Son bébé, Joao, est né "coiffé", dans une poche des eaux intacte. Son acte de naissance porte la mention "RN610, voie publique, Vendargues".

L'Avenir de la Maternité de Clémentville : Un Choix Stratégique

Le transfert de la clinique Clémentville vers une nouvelle implantation à La Paillade soulève la question du devenir de sa maternité. Guillaume Ponseillé, directeur général d'Oc Santé, explique que la décision sera prise au printemps, après une discussion interne avec les équipes du service et avec l'Agence régionale de santé.

Plusieurs options sont envisagées : maintenir la maternité sur Clémentville, ce qui permettrait d'avoir une offre de soins dans le sud de Montpellier, ou la transférer à Saint-Roch, où il y aurait de la place pour accueillir d'autres naissances.

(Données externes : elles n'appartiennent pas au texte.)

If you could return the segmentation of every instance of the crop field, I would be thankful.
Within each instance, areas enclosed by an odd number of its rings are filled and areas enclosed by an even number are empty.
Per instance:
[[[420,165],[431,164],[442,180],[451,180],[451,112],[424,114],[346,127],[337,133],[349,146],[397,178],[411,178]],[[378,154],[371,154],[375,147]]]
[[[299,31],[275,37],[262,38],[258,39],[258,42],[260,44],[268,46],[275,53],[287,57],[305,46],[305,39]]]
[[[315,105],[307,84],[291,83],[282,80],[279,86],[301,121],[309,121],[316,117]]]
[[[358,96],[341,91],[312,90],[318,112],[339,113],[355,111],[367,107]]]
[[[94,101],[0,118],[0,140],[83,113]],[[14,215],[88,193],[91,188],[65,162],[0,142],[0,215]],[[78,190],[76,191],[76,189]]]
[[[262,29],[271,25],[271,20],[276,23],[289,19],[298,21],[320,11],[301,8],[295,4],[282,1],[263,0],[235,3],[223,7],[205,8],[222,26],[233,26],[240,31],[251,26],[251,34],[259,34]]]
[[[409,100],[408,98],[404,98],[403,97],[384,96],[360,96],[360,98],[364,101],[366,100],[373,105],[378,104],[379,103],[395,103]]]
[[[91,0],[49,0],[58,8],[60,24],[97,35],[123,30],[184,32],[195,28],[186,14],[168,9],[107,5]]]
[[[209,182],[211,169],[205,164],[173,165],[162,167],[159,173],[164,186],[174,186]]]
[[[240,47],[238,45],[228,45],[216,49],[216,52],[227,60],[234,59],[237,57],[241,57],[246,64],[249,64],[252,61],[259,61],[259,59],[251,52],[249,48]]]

Guillaume Ponseillé souligne que "supprimer une maternité à Montpellier n’est pas un choix neutre". Il ajoute que "Si on garde la maternité sur Clémentville, on aurait l’avantage d’avoir une maternité dans le Sud de Montpellier et une autre dans le Nord".

Le choix final devra prendre en compte la viabilité économique de l'établissement et l'évolution de la natalité. Guillaume Ponseillé estime que "le volume des naissances n’a pas encore atteint un plateau" et que "l’on peut craindre encore une baisse globale de 10 % à 15 %" pour les années à venir.

Accouchement Inopiné à Pignan : Une Naissance Prématurée

Un autre accouchement inopiné a eu lieu à Pignan, où une jeune femme a donné naissance à son bébé dans la voiture de ses parents, alors qu'elle se rendait au CHU de Montpellier.

Laury et Benjamin, les parents, ont été surpris par la rapidité du travail. "Je pensais avoir le temps d’arriver à l’hôpital. J’avais des contractions toutes les cinq minutes. Puis, je les ai ressenties toutes les minutes. C’est devenu vraiment intense, tout d’un coup", raconte la maman.

Grâce à leur réactivité et aux conseils des pompiers, ils ont pu assurer la sécurité de leur bébé en attendant l'arrivée des secours.